| It doesnt matter how big it is, it's properties dont change. eg., it never says, "I like what you're wearing" because it likes what I'm wearing. It seems there's an entire generation of people taken-in by this word, "complexity" and it's just magic sauce that gets sprinkled over ad-copy for big tech. We know what it means to compute P(word|words), we know what it means that P("the sun is hot") > P("the sun is cold") ... and we know that by computing this, you arent actaully modelling the temperature of the sun. It's just so disheartening how everyone becomes so anthropomorphically credulous here... can we not even get sun worship out of tech? Is it not possible for people to understand that conditional probability structures do not model mental states? No model of conditional probabilities over text tokens, no matter how many text tokens it models, ever says, "the weather is nice in august" because it means the weather is nice in august. It has never been in an august; or in weahter; nor does it have the mental states for preference, desire.. nor has it's text generation been caused by the august weather. This is extremely obvious, as in, simply refelect on why the people who wrote those historical text did so.. and reflect on why an LLM generates this text... and you can see that even if an LLM produced word-for-word MLK's I have a dream speech, it does not have a dream. It has not suffered any oppression; nor organised any labour; nor made demands on the moral conscience of the public.

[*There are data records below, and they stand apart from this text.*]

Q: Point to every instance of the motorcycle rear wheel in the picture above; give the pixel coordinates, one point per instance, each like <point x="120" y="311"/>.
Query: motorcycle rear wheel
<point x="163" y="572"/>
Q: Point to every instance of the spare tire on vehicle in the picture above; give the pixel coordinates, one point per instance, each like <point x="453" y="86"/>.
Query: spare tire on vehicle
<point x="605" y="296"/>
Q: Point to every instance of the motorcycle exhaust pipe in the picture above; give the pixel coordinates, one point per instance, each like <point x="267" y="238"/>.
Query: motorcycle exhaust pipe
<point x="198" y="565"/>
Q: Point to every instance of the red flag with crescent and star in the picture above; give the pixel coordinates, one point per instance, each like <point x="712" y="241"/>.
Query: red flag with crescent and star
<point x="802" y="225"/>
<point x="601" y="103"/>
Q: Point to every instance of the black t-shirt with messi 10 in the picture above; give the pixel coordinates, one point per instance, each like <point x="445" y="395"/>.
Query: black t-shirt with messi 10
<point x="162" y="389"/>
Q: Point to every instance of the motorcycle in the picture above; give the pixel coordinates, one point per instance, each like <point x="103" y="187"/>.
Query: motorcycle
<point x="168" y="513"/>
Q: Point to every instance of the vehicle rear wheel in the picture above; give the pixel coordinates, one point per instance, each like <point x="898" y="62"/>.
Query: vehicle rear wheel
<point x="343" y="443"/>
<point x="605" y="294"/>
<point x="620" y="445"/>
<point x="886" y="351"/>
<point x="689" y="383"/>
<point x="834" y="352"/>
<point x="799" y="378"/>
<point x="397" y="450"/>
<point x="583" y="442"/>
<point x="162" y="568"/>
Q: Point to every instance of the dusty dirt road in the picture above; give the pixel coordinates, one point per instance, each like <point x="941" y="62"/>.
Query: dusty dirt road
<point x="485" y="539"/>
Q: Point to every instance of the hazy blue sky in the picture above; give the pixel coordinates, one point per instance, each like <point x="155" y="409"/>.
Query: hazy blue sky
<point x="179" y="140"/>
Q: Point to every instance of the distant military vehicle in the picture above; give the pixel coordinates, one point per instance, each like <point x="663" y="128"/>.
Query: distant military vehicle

This shouldnt need to be said to a crowd who can presumably understand what it means to take a distribution of text tokens and subset them. It doesnt matter how complex the weight structure of an NN is: this tells you only how compressed the conditional probability distribution is over many TBs of all of text history. |
Literally all of the pushback you're getting is because you're trivializing the choice of model architecture, claiming that it's all so obvious and simple and it's all the same thing in the end.
Yes, of course, these models have to be well-suited to run on our computers, in this case GPUs. And sure, it's an interesting perspective that maybe they work well because they are well-suited for GPUs and not because they have some deep fundamental meaning. But you can't act like everyone who doesn't agree with your perspective is just an AI hypebeast con artist.